Title: Computational techniques for modeling non-life insurance claims
Authors: Yi Yang - McGill University (Canada) [presenting]
Wei Qian - University of Delaware (United States)
Hui Zou - University of Minnesota (United States)
Abstract: Tweedies Compound Poisson model is a popular method to model data with probability mass at zero and non-negative, highly right-skewed distribution. Motivated by wide applications of the Tweedie model in various fields such as actuarial science, we investigate a grouped elastic net method and a boosted nonparametric method for the Tweedie model in the context of the generalized linear model. For the grouped elastic net method, in order to efficiently compute the estimation coefficients, we devise a two-layer algorithm that embeds the blockwise majorization descent method into an iteratively re-weighted least square strategy.
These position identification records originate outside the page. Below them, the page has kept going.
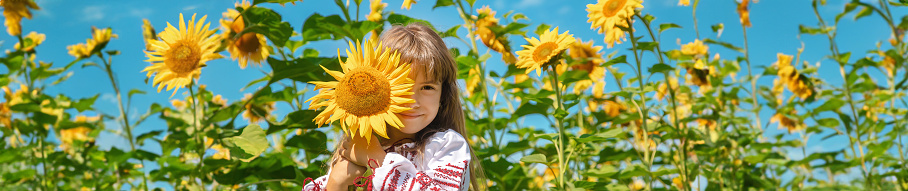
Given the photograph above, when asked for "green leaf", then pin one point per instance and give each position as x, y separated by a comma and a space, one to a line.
398, 19
442, 3
534, 158
249, 144
85, 103
301, 119
267, 22
724, 44
661, 68
530, 108
666, 26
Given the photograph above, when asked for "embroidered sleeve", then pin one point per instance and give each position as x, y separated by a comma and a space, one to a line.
447, 156
316, 185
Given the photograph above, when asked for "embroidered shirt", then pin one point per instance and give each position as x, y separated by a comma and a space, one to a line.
445, 166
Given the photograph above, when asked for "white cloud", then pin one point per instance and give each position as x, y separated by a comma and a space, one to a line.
93, 13
528, 3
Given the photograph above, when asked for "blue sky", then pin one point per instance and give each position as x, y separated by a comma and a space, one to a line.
775, 29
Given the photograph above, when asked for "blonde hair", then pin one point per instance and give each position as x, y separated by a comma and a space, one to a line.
421, 46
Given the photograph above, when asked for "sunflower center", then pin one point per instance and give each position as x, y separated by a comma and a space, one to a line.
364, 91
544, 51
248, 43
183, 57
612, 7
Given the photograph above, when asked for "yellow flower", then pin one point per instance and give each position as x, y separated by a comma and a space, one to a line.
663, 90
248, 46
608, 15
179, 56
370, 89
695, 48
790, 76
684, 2
407, 4
14, 11
377, 7
586, 51
257, 112
744, 13
792, 124
541, 51
148, 33
218, 99
79, 50
32, 40
494, 42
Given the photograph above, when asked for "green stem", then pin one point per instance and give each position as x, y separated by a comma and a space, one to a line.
198, 132
558, 123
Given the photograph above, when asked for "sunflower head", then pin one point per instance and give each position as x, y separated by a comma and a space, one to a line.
376, 8
407, 4
181, 53
32, 40
249, 46
371, 87
543, 51
14, 11
608, 15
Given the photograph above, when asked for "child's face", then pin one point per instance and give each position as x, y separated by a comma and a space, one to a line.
427, 94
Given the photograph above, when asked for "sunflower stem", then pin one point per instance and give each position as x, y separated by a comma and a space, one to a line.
123, 113
559, 123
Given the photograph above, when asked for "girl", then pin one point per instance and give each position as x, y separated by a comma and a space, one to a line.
430, 152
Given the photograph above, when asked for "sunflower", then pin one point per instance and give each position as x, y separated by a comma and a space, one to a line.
376, 8
696, 48
370, 89
14, 11
684, 2
788, 75
541, 51
148, 33
608, 15
179, 56
488, 37
407, 4
248, 46
32, 40
792, 124
586, 51
744, 12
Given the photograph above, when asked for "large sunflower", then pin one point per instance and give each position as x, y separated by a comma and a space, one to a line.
179, 56
607, 15
540, 51
368, 92
248, 46
14, 11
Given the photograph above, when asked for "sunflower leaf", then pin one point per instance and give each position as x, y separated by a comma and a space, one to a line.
249, 144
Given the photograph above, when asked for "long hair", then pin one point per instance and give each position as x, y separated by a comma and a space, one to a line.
424, 49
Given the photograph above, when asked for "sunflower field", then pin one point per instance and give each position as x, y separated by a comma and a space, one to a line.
629, 95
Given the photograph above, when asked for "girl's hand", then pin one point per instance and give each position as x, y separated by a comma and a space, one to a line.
358, 151
343, 174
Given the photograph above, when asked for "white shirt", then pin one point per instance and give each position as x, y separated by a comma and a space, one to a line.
445, 166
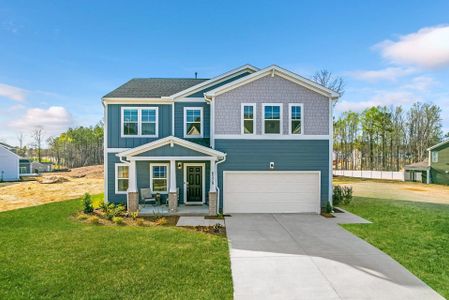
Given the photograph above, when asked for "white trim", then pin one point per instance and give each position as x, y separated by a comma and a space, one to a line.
220, 78
276, 172
273, 70
438, 145
116, 150
270, 137
171, 140
105, 154
242, 118
164, 158
203, 188
127, 101
116, 178
290, 105
281, 124
139, 121
167, 165
200, 108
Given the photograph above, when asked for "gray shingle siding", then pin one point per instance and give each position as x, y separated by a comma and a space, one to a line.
271, 90
114, 123
288, 155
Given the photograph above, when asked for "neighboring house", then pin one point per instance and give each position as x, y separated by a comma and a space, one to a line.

Together with the strong rule, the proposed algorithm is implemented in an easy-to-use R package HDtweedie, and it is shown to compute the whole solution path very efficiently. On the other hand, the linear form of the logarithmic mean in the Tweedie GLM sometimes can be too rigid for many applications. As a better alternative, we propose a boosted nonparametric Tweedie model for pure premiums and use a profile likelihood approach to estimate the index and dispersion parameters. To our knowledge, there is no existing nonparametric Tweedie method available before. Our method is capable of fitting a flexible nonlinear Tweedie model and capturing complex interactions among predictors. We have also implemented this method in a user-friendly R package that includes a nice visualization tool for interpreting the fitted model.